As more and more banks in the sector work hard at digital transformation, they plan to invest more resources into technology and focus on greater innovation, so as not to lose market share to small challenger brands.
The panel last week consisted of Havas CEO Lynn Madeley, Ornico’s Mongezi Mtati, founder and CEO of Make Beautiful Zwelakhe Tshabangu, and Fairly Famous founder and creative partner Deon Wiggett. They dissected some of the latest television commercials to come out of the sector.
First up was the new offering from Allan Gray, which was popular among most of the audience members but less so with the panel. While beautifully shot in Allan Gray style, Madeley said she found the storyline sad and failed to see the point of the ad, questioning whether people like the advert itself or enjoyed it simply because it’s by Allan Gray. Tshabangu said it was brave of the brand to do the ad in the vernacular.
Capitec’s retail advert promoting its credit card offering was disliked by both the panel and the audience. Mtati said nothing about the ad was creative, while Tshabangu believed Capitec missed an opportunity with it. The bank is a challenger brand, he said, but the advert had no heart and he didn’t identify with it. Wiggett pointed out the low-budget look and feel was deliberate, and true to Capitec’s no-nonsense positioning.
The big take-out
Some of the latest crop of ads from the financial services sector was dissected at the recent Financial Mail AdForum event.
FNB’s TV ad for life insurance was lambasted by the panel – they said the brand didn’t stand out, the concept was ambiguous and there was no craft to it. Madeley suggested that FNB has lost its way since the “Steve” campaign and has gone off strategy. Mtati said the ad tried to address too many things in 15 seconds.

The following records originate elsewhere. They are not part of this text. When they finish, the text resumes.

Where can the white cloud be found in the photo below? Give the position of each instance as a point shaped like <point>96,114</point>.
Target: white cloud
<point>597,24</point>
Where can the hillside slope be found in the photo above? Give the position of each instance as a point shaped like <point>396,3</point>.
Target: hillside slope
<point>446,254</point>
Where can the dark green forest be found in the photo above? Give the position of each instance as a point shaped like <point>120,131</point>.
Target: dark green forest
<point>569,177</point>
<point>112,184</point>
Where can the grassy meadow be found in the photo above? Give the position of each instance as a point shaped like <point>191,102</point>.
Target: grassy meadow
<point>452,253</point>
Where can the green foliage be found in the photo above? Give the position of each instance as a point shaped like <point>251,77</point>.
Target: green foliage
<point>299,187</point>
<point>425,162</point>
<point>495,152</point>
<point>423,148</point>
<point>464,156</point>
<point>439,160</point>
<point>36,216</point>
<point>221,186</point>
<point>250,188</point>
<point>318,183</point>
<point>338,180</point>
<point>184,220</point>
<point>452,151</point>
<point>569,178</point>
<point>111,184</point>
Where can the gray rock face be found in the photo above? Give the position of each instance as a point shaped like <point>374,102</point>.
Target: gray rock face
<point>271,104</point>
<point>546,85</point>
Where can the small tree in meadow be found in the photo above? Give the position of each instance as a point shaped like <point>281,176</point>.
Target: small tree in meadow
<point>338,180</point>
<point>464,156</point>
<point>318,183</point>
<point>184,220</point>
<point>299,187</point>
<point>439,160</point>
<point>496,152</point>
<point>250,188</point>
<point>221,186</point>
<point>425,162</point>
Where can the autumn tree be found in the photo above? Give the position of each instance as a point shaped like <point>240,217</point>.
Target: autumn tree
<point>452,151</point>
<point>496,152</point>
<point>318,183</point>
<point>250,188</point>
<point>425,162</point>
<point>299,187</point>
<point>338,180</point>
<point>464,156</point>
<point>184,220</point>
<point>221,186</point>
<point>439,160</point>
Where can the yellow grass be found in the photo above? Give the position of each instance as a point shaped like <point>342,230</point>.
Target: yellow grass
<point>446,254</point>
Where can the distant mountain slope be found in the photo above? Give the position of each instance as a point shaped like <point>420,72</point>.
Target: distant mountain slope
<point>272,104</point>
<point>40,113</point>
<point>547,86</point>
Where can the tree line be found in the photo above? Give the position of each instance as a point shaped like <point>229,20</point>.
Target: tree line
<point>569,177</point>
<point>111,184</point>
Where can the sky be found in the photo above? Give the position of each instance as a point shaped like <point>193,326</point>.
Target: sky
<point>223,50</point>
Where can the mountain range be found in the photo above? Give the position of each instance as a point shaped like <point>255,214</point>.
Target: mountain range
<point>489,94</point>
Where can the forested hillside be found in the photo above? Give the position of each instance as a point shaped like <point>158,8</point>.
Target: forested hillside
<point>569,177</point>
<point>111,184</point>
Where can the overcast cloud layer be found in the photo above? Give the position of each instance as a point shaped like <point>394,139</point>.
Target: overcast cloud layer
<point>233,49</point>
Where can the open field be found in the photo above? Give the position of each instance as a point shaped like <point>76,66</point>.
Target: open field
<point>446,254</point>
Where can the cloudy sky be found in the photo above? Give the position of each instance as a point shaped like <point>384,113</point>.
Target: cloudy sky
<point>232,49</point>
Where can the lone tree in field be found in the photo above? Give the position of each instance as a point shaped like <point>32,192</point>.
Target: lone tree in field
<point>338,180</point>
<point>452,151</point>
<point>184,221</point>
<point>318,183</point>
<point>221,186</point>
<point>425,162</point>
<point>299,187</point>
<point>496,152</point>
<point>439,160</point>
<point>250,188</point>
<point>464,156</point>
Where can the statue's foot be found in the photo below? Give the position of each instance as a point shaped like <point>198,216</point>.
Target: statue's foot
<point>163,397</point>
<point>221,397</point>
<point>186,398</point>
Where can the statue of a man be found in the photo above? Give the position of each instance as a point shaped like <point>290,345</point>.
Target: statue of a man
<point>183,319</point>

Marriott Income Specialists’s “Invest for income” TV ad was similarly disliked by both the audience and the panel. Madeley said it was boring and looked like a PowerPoint presentation. She said it is a problem when agencies are not doing the right work and that it affects their clients’ bottom line.
Prudential’s advert for investment management received some mixed responses. Madeley said the ad was real, with a charming storyline that works with the brand’s message of consistency. Wiggett said beautiful ads are a hygiene factor in the sector and consistency can hardly be considered a differentiator in it. Mtati said the ad comes from a logical human truth about saving but does not have an African context. He said agencies should be guiding their clients to be brave and different, or all ads in the sector will look the same. Madeley agreed, saying that this should come from the strategists and the MD.
Standard Bank’s “From Bud to Bloom” Protea sponsorship advert was perceived as aggressive by most of the audience and panel. Madeley said it was off strategy, while Tshabangu liked it and said that since it was about cricket development and not a brand piece there was space to move off strategy. Mtati pointed out that it works from the perspective of the way sports teams compete.
Master of ceremonies Phumi Mashigo concluded by saying that it is important for brands to remain clear about their strategy and to look for new ways.